Moments to Treasure
I’m half-way through The Power of Myth, a fascinating transcription of Bill Moyers interview with Joseph Campbell in 1985-6. Their discussion often returns to the lack of important, shared myth, of ritual, in today’s society, outside of the churches, many of which are losing members at a speedy clip. Even in religious practice, Campbell believes the sacredness of ritual has largely been lost, replaced with “homey and cozy” ceremonies that no longer take its participants outside themselves to the transcendent experience. Familiarity and comfort take precedent over mystery and ecstasy.
“One important part of ancient ritual was that it made you a member of the tribe, a member of the community, a member of society,” Campbell says.

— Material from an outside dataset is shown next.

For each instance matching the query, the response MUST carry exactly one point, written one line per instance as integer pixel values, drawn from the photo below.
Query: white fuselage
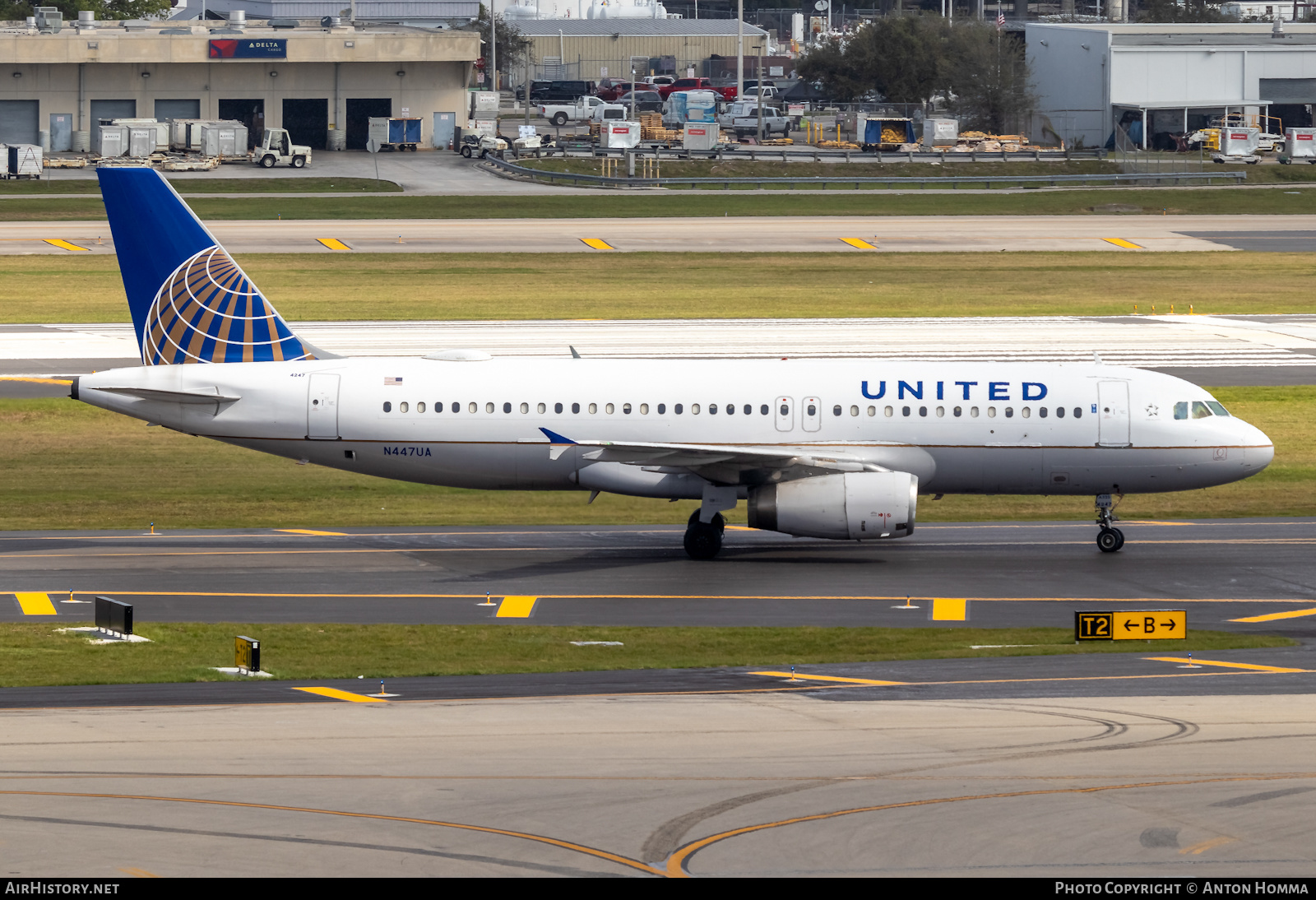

And while he notes Western culture is more concerned with the individual than community, we still value shared experiences, when we can find them. “Where were you when Kennedy was shot?” Or for the younger generations, on 9/11. National sporting events like March Madness and blockbuster movies give us something to reference in daily interactions, to communicate with and through.
All this has been swirling through my brain, wondering at my own lack of ritual and tradition as I separate from the religion of my youth. How do we celebrate important events and mark the passing of time? A silly Facebook posting reminded me: we use movies.

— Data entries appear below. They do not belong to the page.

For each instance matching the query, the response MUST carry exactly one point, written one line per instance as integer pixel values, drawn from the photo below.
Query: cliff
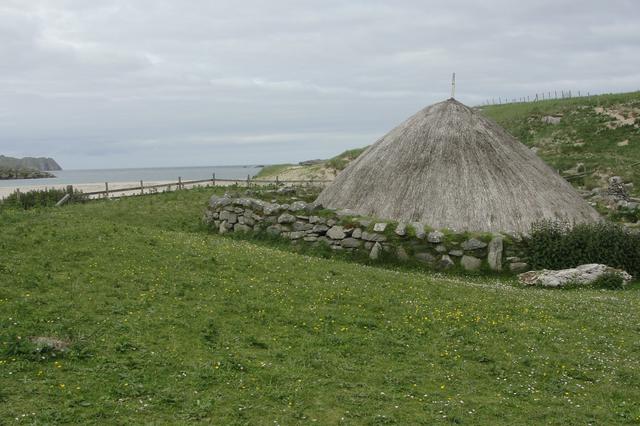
(40, 163)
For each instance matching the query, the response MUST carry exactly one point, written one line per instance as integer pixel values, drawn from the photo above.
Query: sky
(151, 83)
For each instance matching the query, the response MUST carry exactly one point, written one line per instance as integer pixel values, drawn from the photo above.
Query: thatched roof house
(448, 166)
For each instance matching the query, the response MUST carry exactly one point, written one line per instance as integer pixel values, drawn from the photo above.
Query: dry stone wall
(310, 223)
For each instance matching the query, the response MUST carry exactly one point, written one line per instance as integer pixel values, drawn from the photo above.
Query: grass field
(169, 324)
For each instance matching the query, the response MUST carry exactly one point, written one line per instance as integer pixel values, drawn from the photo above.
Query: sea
(71, 177)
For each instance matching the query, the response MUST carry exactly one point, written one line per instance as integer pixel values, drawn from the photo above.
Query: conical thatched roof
(448, 166)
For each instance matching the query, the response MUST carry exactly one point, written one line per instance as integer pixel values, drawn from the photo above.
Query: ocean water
(69, 177)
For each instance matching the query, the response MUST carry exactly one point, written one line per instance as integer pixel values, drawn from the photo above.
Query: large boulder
(583, 274)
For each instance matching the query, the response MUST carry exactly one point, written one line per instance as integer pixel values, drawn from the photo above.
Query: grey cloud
(159, 82)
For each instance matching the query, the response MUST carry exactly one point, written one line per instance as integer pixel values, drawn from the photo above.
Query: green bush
(39, 198)
(557, 245)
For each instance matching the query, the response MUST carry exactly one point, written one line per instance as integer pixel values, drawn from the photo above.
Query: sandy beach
(94, 187)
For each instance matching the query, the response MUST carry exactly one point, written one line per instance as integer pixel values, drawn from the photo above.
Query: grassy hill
(324, 170)
(168, 324)
(601, 132)
(39, 163)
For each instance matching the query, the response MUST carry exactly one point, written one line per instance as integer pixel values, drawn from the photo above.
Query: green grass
(581, 137)
(271, 170)
(169, 324)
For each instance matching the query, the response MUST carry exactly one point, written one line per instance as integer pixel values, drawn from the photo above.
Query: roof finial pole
(453, 86)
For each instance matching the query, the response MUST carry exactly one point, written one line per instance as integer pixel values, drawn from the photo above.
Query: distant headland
(27, 168)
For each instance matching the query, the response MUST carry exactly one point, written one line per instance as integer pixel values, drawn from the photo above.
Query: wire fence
(537, 97)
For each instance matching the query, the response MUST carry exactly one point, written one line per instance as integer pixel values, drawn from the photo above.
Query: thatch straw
(448, 166)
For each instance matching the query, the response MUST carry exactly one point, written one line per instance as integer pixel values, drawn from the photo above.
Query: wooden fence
(181, 184)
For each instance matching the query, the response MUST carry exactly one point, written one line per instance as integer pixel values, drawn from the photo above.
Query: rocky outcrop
(581, 275)
(40, 163)
(8, 173)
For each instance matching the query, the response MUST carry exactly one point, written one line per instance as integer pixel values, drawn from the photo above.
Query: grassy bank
(599, 131)
(170, 324)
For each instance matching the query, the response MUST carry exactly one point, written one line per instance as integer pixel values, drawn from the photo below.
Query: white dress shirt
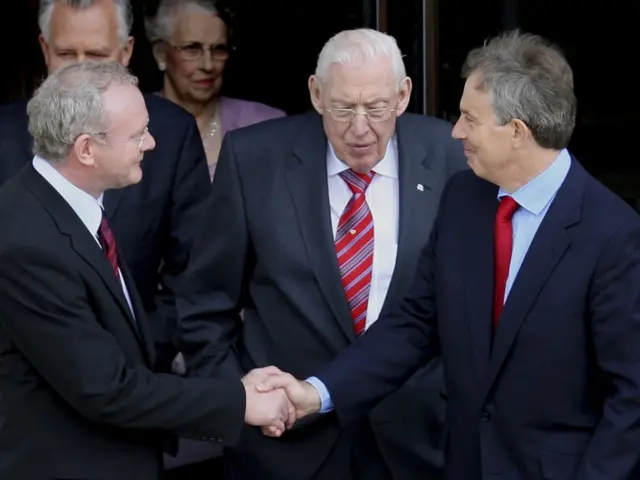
(382, 199)
(88, 209)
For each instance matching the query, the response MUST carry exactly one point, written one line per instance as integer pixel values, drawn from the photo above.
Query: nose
(360, 125)
(207, 60)
(458, 131)
(149, 142)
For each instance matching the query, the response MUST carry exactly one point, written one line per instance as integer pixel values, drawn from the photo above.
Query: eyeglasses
(372, 114)
(138, 138)
(194, 51)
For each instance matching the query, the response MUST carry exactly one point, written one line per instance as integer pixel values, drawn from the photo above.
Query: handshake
(275, 400)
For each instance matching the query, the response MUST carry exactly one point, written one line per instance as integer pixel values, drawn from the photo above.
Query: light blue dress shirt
(534, 199)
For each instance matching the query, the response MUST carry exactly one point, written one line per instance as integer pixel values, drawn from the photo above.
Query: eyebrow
(466, 112)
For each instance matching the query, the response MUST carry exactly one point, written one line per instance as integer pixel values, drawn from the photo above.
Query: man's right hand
(270, 410)
(302, 395)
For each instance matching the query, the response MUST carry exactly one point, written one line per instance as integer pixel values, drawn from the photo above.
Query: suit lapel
(307, 181)
(477, 279)
(418, 205)
(145, 337)
(547, 249)
(81, 240)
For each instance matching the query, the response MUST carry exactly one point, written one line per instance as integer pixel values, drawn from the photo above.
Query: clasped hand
(275, 400)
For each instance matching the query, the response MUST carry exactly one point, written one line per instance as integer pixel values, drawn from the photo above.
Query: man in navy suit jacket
(536, 311)
(155, 221)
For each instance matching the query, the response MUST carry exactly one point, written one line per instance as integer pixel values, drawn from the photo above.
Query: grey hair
(360, 45)
(69, 104)
(123, 11)
(161, 25)
(529, 79)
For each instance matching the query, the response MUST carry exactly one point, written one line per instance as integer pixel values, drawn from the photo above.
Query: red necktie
(108, 243)
(354, 247)
(503, 245)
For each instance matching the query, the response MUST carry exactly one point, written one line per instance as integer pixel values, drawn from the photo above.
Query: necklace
(213, 127)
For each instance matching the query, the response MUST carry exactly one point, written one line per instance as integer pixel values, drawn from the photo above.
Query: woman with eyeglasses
(190, 46)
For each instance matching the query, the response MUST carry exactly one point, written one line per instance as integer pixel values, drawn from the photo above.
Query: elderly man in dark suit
(155, 220)
(314, 228)
(529, 289)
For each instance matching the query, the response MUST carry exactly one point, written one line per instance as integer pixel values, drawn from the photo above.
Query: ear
(127, 51)
(521, 132)
(405, 96)
(315, 92)
(83, 149)
(160, 55)
(46, 54)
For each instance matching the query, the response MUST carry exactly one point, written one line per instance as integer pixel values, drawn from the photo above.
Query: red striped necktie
(354, 247)
(108, 244)
(503, 246)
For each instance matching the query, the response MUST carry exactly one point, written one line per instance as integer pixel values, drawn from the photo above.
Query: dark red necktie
(354, 247)
(503, 245)
(108, 243)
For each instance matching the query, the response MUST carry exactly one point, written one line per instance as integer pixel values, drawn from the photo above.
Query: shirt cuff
(326, 404)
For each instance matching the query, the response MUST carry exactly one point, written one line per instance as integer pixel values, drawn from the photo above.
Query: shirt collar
(86, 207)
(387, 167)
(536, 194)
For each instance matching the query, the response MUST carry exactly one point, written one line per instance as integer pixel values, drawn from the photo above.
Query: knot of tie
(358, 182)
(506, 209)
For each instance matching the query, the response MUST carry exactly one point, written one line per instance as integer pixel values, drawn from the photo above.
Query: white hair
(69, 104)
(360, 45)
(161, 25)
(123, 12)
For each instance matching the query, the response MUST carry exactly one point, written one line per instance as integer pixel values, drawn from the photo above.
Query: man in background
(314, 227)
(79, 396)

At the opening of spring training, in celebration of the end of winter, hubby and I curl up for our annual viewing of Field of Dreams and Bull Durham. Major League is usually on the list, but I couldn’t face another Charlie Sheen marathon this year. The winter holiday season is marked by White Christmas on December 15th, never earlier. On Christmas Eve, we watch How the Grinch Stole Christmas in the original Dr. Seuss cartoon version, not the awful Jim Carey remake. And for twenty-plus years, we’ve shared New Year’s Eve with dear friends, grilling steaks and watching noteworthy movies we missed earlier in the year before switching to the ball drop in Times Square – another national shared experience.

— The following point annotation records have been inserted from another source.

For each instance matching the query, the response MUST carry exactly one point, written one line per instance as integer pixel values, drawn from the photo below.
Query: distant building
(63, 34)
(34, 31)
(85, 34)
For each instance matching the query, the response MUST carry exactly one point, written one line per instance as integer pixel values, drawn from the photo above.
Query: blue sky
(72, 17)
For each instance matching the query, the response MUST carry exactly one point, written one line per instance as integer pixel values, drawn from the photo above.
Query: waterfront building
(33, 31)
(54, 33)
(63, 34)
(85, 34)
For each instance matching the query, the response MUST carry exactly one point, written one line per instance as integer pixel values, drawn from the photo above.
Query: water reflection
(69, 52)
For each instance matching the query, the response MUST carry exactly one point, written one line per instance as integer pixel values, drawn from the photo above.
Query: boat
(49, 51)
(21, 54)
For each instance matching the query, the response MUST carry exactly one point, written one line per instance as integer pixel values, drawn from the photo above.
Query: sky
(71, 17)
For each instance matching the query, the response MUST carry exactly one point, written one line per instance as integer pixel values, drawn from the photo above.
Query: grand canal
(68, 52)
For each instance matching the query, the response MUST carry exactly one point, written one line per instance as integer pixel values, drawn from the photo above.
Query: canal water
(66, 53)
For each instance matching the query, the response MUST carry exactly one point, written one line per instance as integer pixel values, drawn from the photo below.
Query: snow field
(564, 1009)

The Facebook post referenced another treasured movie we haven’t seen in far too long, The Princess Bride, and there are others in our selected DVD collection that we rarely view. So I’ve decided we need to add more movies to mark annual events. The Princess Bride is good for Valentine’s Day (an annoying Hallmark holiday, but there it is). I have some issues with the latent misogyny in The Quiet Man, but it’s one of hubby’s favorite because of the setting, so it can mark St. Patrick’s Day. Independence Day goes without saying. For our wedding anniversary, The Way We Were, the first romantic movie we saw when we were dating (yes, we’ve been together that long). The soundtrack of Memories by Barbara Streisand became ‘our song,’ with teenage naiveté overlooking the fact it was about a relationship that failed. Since we don’t like horror movies, Young Frankenstein will do for Halloween and the end of autumn.
I’m sure I’m missing a few other good opportunities to establish new ritual in our life. What movies mark your special events?